Knee joint injury is the disease with the highest incidence rate among bone and joint injuries. More than 1.08 million people go for Knee evaluation yearly due to knee joint problems.
Visit an orthopedic surgeon.
For a good assessment, the anatomy of the knee joint should first be understood. The knee joint is one of the largest and most complex joints in the body, consisting of the femur, tibia, and patella. Cartilage covers it effectively, preventing mutual grinding. The surrounding ligaments and tendons mainly maintain the stability of the knee joint. The medial and lateral collateral ligaments protect the knee joint from varus and valgus. The quadriceps tendon is the portion of the muscle on the front of the thigh that extends to the surface of the patella and acts to extend the knee. Taking the medical history should be the first step in managing a knee injury because it provides the most important information, such as “What were you doing when you were injured?” Swelling, pain, loss of function, tearing sound, and passive flexion are often the main symptoms of knee injuries. The speed of the swelling will indicate the severity of your injury, for example: if swelling occurs 2-12 hours after the knee injury, this is most likely a hemarthrosis, but also very likely an injury to the anterior cruciate ligament, meniscus, Or both at the same time. If the joint capsule is torn, there will be no significant swelling because blood will flow into the surrounding tissue. This is why you should look carefully for swelling in your thighs and calves during your assessment. If the patient can pinpoint the most uncomfortable area, this can help you localize the injury. However, since pain is only an indication of the extent of the injury, it is not always reliable, and sometimes a grade 1 or minor injury can be more painful than a grade 3 or severe injury because the ligaments are still connected in minor injuries There is tension in the stretched and injured fibers.

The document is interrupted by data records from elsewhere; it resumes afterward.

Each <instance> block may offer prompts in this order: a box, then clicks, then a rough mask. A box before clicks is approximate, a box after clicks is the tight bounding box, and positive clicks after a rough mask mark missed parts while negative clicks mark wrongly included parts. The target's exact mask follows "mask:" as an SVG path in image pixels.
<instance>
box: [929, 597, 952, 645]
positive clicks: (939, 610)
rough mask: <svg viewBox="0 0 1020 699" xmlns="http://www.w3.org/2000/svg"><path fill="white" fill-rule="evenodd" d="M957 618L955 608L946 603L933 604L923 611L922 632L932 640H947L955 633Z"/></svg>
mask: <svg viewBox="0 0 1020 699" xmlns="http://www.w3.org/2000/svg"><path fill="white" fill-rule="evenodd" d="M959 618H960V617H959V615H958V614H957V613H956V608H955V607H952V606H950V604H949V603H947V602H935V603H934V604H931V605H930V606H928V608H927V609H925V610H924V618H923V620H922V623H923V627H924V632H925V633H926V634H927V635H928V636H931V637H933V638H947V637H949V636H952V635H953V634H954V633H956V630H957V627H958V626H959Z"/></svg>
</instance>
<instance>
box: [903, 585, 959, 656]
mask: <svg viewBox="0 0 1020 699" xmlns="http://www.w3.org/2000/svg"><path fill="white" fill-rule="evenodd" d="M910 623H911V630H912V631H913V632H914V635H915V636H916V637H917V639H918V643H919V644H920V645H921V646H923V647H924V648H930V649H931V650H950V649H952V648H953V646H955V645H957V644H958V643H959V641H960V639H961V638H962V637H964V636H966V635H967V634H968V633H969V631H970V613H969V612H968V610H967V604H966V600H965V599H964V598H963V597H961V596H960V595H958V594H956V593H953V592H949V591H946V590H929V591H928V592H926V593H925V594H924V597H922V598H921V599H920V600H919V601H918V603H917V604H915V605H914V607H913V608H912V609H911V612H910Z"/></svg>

In complete tears and tertiary injuries, fibrous tissue is torn apart to reduce the tension that produces pain. If people are injured and have to stop their actions, this is often a sign of a more serious injury. 80% of those with torn ACLs cannot continue their activities. Reports of data on the frequency with which tearing sounds are heard in severe injuries vary, but in general, 40%-60% of ACL injuries have tearing sounds that can be heard at the same time as the injury. In addition to ACL injuries, tearing sounds can be heard in patellar dislocations, meniscal tears, and osteochondral fractures. 90% of patients with anterior cruciate ligament injury claim that the knee joint has downward passive flexion at the time of injury. If the patient feels that the joint is out of control while injured, it often indicates a serious condition.
Be ware of the possibility of a knee fracture when there is a traumatic injury.
Remember to use RICE (rest, immobilize, compress, elevate Affected Limb) – Your preferred treatment principles for knee injuries.
Using the Pittsburgh decision rules for Knee evaluation has a sensitivity of 99% and a specificity of 60%. The Ottawa knee rules were 97% and 27%, respectively. In terms of treatment, if you have a patient with a knee injury that requires immobilization, unloading, compression, cooling, and elevating the affected Limb, you need to treat it after the orthopedic assessment to prevent mistakes. Knee fixators are commonly used in acute care and can also be immobilized with casted compression dressings, casts, fiberglass, and medial and lateral splints. Most acutely injured patients with significant exudate require observation for 7 days post-injury.
In short, knee joint injury is a common injury, understanding the knee joint anatomical knowledge, asking relevant questions when collecting medical history, and Appropriate physical examination items and problems discovered in time during the physical examination Questions will be of great help in the evaluation of patients with knee injuries.